The result is that states 69, 79, and 73 form such a triangle, each with a winning edge at least 1/2% over the next in the cycle. Specifically, state 69 has a winning edge over state 79 of *X*_{69, 79} ≈ 0.0077, with larger wins of *X*_{79, 73} ≈ 0.0112 and *X*_{73, 69} ≈ 0.0171. The respective win probabilities are *Q*_{69, 79} ≈ 0.4970, *Q*_{79, 73} ≈ 0.4990 and *Q*_{73, 69} ≈ 0.4930.

#### Checking by simulation

These figures were checked against simulations. Starting from 0, 100, 000 games were simulated, with a total of about 4.4M die rolls; the maximum game length observed was under 500 rolls. Each of the three states in question was visited at least 25,000 times. Comparing with the calculated winning edges above, namely 0.0077, 0.0112, and 0.0171, the simulated ones were about 0.0090, 0.0096, and 0.0172. A second simulation gave similar results: 0.0081, 0.0127, 0.0146. Each simulation’s time is dominated by the gameplay, taking under 3 minutes in an inefficient implementation. Simulations with 10,000 games are even less accurate, often showing negative values rather than the positive ones desired. A simulation with 1M games takes 5 minutes (in a quickly improved implementation) and gives results wonderfully close to the calculated ones: 0.0072, 0.0115, and 0.0171 (each off by at most 0.0005 from the calculation).

**Intransitive dice**

Despite having been open to the theoretical possibility of there being intransitivity in *Snakes and Ladders*, I was struck by this result. I did not know anything else like it. I expected that something related must be known and did an Internet search but, not knowing the right keywords, did not quickly find anything.
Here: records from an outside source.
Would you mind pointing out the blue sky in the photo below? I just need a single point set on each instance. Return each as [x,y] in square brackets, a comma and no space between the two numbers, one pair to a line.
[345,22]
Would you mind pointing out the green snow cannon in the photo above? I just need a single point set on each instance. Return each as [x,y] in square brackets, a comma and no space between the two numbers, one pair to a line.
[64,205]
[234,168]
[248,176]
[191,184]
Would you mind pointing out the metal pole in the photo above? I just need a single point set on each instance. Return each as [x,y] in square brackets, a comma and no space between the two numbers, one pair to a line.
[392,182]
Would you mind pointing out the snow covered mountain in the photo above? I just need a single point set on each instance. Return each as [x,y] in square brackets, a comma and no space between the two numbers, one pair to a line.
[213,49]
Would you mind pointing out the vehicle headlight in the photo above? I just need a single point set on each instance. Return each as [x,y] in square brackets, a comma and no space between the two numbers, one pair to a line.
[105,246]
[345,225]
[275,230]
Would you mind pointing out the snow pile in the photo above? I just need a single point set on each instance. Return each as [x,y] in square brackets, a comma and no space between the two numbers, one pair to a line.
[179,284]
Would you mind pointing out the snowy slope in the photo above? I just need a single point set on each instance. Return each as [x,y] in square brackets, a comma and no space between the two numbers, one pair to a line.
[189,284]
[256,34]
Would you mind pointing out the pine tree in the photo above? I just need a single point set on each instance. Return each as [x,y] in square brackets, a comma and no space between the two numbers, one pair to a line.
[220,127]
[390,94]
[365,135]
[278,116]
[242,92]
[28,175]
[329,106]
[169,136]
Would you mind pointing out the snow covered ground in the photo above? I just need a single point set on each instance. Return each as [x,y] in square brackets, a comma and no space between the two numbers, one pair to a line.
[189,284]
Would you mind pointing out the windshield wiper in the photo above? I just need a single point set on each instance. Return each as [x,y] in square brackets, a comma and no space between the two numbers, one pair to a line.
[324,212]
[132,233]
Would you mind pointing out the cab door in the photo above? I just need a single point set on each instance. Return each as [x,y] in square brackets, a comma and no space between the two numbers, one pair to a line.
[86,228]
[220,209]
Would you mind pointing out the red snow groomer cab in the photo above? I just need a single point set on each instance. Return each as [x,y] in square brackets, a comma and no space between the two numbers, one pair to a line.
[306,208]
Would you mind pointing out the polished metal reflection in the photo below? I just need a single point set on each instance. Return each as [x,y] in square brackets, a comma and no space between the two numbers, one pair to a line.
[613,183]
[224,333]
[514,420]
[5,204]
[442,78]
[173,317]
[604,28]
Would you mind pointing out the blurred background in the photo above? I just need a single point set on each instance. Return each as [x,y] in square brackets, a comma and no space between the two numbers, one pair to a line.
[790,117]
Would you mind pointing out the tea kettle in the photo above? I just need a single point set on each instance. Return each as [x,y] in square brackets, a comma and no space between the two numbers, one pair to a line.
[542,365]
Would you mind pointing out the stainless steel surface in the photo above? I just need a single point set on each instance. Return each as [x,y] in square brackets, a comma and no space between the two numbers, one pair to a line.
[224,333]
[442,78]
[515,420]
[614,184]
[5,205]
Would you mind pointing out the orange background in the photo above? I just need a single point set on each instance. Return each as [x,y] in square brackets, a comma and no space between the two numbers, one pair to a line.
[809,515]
I reached out to a couple of colleagues and got an almost immediate response from Bernhard von Stengel: “intransitive dice”. I will not attempt to summarise the literature, but there is (as usual) a nice Wikipedia article.

One example taken from the article is three six-sided dice, die *A* labelled 2, 2, 6, 6, 7, 7, *B* labelled 1, 1, 5, 5, 9, 9, and *C* labelled 3, 3, 4, 4, 8, 8. Aside from the conventionality and physical practicality of six sides, we can as well think of these as three-sided dice, die *A* labelled 2, 6, 7, *B* labelled 1, 5, 9, and *C* labelled 3, 4, 8. Note that there are no ties. Die *A* beats *B* 5/9ths of the time, for an edge of 1/9th, where here winning means having a larger value.

The full version of the present article finds a set of three dice that are in some sense minimal. This prompted a referee to ask for a minimal intransitive snakes and ladders board, and here we leave this as a puzzle for the reader.

[1] Andrew Topsfield. The indian game of snakes and ladders. *Artibus Asiae*, 46(3):203-226, 1985.

[2] Daniel Audet. Probabilités et espérances dans le jeu de serpents et échelles à deux joueurs. Bulletin AMQ, LII(4), Dec 2012.